A simplified, nonlinear thermodynamic theory of beamshells

This paper develops a nonlinear thermodynamical theory for arbitrary elastic beamshells (infinite cylindrical shells in plane strain) in which approximations are made only in the First Law of Thermodynamics (Conservation of Energy) and in the associated constitutive relations. The basic approach is straightforward: the three-dimensional equations of motion and the Second Law of Thermodynamics (Clausius-Duhem Inequality) for an infinite cylindrical body subject to external loads and heating are written in integral-impulse form and then specialized to beamshells.
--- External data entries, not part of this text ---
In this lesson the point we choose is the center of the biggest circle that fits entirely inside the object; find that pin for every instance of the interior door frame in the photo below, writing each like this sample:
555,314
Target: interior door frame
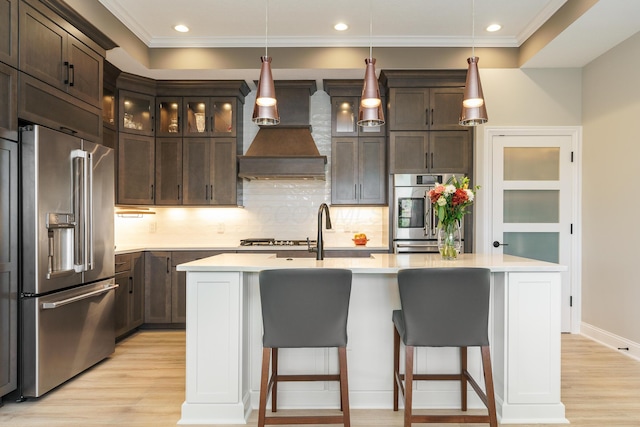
484,204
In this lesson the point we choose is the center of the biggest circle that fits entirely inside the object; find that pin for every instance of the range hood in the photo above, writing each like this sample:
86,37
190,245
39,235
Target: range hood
287,150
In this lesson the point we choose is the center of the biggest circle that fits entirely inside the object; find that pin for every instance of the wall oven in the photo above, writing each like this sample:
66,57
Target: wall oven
414,222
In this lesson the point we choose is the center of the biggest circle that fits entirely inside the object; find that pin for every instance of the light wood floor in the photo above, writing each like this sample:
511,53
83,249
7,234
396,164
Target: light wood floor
142,385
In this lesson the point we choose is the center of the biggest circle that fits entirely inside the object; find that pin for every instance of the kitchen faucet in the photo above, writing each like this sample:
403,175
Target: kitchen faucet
319,249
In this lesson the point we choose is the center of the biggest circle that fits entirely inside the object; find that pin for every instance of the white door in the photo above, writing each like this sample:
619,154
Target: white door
533,202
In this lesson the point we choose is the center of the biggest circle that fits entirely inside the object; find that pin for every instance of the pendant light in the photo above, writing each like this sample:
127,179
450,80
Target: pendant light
265,109
370,110
474,110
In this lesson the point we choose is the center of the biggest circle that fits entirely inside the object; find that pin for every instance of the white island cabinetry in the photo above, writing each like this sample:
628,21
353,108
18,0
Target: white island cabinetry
224,339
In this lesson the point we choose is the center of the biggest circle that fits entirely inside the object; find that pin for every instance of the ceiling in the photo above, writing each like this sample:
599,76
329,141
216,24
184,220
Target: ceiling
256,25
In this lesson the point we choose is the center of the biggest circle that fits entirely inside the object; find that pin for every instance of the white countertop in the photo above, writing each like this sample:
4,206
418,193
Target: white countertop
124,249
376,264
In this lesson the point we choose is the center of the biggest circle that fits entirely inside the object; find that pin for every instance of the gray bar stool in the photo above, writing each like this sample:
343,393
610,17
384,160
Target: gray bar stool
301,308
443,307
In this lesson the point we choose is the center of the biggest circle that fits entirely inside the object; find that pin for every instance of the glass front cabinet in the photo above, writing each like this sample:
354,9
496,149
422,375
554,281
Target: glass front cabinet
208,116
136,113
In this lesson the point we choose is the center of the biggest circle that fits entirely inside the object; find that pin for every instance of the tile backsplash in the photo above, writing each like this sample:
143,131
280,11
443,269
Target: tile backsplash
283,209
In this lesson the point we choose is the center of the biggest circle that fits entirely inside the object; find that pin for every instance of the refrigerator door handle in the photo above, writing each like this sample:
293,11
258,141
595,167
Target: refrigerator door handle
83,202
56,304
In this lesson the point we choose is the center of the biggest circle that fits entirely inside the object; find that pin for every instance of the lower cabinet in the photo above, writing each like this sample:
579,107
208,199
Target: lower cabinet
165,286
129,304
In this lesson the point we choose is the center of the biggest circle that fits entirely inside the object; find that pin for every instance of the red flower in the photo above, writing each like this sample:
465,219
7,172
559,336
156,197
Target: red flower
459,197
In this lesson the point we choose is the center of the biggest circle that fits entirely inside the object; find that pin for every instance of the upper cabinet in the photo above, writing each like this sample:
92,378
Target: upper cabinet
9,102
51,54
9,32
208,116
425,108
358,154
136,113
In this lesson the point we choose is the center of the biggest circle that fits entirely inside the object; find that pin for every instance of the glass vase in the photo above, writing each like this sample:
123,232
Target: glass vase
449,240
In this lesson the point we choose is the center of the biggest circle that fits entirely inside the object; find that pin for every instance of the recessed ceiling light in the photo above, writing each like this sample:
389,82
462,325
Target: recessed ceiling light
341,26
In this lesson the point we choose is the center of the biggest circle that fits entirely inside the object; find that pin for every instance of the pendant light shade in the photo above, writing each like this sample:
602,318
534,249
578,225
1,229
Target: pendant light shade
370,110
474,111
265,109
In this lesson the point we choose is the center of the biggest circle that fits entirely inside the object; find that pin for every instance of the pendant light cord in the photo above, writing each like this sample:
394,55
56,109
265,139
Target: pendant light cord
370,28
473,28
266,28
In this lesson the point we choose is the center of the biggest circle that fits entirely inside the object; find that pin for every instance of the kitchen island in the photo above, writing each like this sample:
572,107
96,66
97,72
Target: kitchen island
224,339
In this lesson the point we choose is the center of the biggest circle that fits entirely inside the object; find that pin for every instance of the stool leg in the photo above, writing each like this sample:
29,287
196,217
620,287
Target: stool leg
463,378
396,367
408,385
264,386
488,381
274,374
344,386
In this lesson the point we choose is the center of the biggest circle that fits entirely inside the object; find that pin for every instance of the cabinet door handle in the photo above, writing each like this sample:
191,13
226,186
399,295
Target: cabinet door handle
72,75
66,66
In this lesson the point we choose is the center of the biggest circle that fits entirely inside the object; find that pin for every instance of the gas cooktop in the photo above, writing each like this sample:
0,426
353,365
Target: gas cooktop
275,242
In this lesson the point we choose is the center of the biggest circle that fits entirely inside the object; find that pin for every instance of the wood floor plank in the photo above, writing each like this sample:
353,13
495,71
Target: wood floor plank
142,385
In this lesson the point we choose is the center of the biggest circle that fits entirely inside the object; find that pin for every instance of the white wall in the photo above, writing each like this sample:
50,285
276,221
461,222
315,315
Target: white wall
611,153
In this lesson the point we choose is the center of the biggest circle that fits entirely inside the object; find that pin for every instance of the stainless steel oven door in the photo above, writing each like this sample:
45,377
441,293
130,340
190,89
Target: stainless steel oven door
412,219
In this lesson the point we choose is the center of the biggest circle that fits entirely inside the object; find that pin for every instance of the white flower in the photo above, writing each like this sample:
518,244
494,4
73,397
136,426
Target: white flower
469,194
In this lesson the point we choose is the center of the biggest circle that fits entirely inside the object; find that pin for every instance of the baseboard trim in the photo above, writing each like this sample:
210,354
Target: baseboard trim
620,344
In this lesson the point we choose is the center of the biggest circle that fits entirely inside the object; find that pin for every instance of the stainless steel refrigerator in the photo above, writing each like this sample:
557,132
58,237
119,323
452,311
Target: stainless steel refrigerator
67,281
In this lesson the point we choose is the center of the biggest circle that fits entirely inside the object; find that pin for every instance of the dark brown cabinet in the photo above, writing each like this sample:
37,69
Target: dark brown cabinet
9,32
169,120
168,185
358,171
136,172
129,299
157,287
358,154
9,102
210,116
8,265
430,152
50,54
210,171
136,113
425,108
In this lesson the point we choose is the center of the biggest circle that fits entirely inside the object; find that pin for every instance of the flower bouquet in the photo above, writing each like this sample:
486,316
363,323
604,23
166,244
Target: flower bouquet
450,202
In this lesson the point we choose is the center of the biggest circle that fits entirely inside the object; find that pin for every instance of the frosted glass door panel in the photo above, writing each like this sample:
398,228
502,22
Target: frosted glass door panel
540,246
531,163
531,206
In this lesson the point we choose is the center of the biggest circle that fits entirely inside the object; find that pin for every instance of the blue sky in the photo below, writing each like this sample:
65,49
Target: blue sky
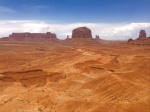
66,12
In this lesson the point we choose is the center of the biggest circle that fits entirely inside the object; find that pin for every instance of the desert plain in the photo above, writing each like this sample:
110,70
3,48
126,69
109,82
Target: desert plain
74,77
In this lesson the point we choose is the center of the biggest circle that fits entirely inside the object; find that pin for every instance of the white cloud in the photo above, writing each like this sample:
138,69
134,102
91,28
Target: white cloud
120,31
6,10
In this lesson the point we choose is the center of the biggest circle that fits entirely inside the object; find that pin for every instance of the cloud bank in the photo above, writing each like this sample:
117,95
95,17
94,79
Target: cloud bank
108,31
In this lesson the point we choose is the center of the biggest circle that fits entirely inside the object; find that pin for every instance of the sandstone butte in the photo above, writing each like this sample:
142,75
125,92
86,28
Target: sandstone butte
142,34
82,32
73,76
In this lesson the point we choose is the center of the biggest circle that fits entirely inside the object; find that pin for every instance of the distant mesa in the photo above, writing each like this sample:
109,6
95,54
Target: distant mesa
82,32
142,34
67,38
30,36
97,37
130,40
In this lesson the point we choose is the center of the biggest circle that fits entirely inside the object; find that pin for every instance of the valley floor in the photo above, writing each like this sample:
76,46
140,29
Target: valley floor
46,77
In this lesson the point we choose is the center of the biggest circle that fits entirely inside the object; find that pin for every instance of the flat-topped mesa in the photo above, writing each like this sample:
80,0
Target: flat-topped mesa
142,34
32,36
82,32
51,35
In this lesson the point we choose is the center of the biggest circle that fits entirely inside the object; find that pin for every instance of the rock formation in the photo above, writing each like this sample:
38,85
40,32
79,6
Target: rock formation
31,36
142,34
129,40
82,32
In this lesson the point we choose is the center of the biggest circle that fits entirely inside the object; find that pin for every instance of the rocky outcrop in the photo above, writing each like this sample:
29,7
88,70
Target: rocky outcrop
82,32
130,40
97,37
31,36
142,34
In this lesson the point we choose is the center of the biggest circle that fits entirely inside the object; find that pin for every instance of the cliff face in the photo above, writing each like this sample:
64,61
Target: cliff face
31,36
82,32
142,34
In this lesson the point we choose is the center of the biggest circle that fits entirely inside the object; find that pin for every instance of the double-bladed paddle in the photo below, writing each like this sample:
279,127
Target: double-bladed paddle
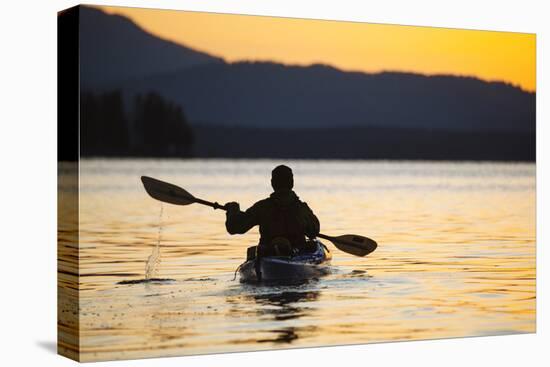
169,193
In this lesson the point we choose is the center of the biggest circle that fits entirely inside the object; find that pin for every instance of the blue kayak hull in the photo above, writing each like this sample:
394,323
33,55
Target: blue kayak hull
296,268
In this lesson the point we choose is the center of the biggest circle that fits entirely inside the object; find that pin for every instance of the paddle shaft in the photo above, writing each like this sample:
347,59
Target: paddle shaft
216,205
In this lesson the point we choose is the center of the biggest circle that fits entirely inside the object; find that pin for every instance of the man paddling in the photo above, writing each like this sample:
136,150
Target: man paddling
284,220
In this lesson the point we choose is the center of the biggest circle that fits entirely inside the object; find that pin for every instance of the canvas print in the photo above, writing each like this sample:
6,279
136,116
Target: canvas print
242,183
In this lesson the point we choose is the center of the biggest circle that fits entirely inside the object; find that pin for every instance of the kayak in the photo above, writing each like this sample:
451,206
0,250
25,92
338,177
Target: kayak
302,266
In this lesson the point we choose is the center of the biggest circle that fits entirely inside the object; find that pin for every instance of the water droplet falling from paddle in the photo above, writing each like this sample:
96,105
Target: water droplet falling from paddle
153,262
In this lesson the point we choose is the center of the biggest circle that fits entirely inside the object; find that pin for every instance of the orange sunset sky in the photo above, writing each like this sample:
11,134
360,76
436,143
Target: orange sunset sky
502,56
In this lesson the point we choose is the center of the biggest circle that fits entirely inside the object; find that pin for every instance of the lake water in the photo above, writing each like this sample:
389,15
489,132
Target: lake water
456,257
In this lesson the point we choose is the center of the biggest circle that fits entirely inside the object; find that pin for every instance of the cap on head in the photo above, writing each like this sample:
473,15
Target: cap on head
282,178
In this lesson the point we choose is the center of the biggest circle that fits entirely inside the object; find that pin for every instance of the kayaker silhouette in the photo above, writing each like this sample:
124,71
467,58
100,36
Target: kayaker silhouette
284,219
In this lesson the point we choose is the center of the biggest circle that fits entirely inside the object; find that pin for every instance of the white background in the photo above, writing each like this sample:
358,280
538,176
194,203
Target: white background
28,182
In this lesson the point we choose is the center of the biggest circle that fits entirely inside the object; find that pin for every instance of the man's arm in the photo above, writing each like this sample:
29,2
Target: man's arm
238,222
311,223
This requires neither formal expansions in a thickness coordinate nor a priori kinematic hypotheses such as those associated with the names of Kirchhoff or Cosserat. The resulting one-dimensional, time-dependent equations involve a vector stress resultant N, a scalar stress couple $M$, a vector translational momentum L, a scalar rotational momentum $R$, an entropy resultant $S$, an average reciprocal temperature $T$, and an average transverse temperature gradient $G$. The unknowns N, $M$, L, $R$, and $S$ are defined in terms of thickness-weighted integrals, but $T$ and $G$ are defined in terms of the surface values of the three-dimensional absolute temperature. A power identity yields, automatically, definitions of a strain vector e and a scalar bending strain $k$ whose local rates are conjugate, respectively, to N and $M$. Once an elastodynamic (kinetic plus strain) energy of the beamshell is defined, the introduction of a free energy introduces an additional unknown $F$, an entropy couple conjugate to $G$. Enforcement of the Second Law for all possible thermodynamic processes, à la Coleman and Noll [1], plus the key assumption that the time derivative of $F$ is a function of the state variables only, leads to a complete and consistent set of simplified constitutive relations. In the present approach there is just one entropy inequality and just one energy equation, in contrast to that of Green and Naghdi [2] who introduce a hierarchy of such equations, essentially one for each director they introduce.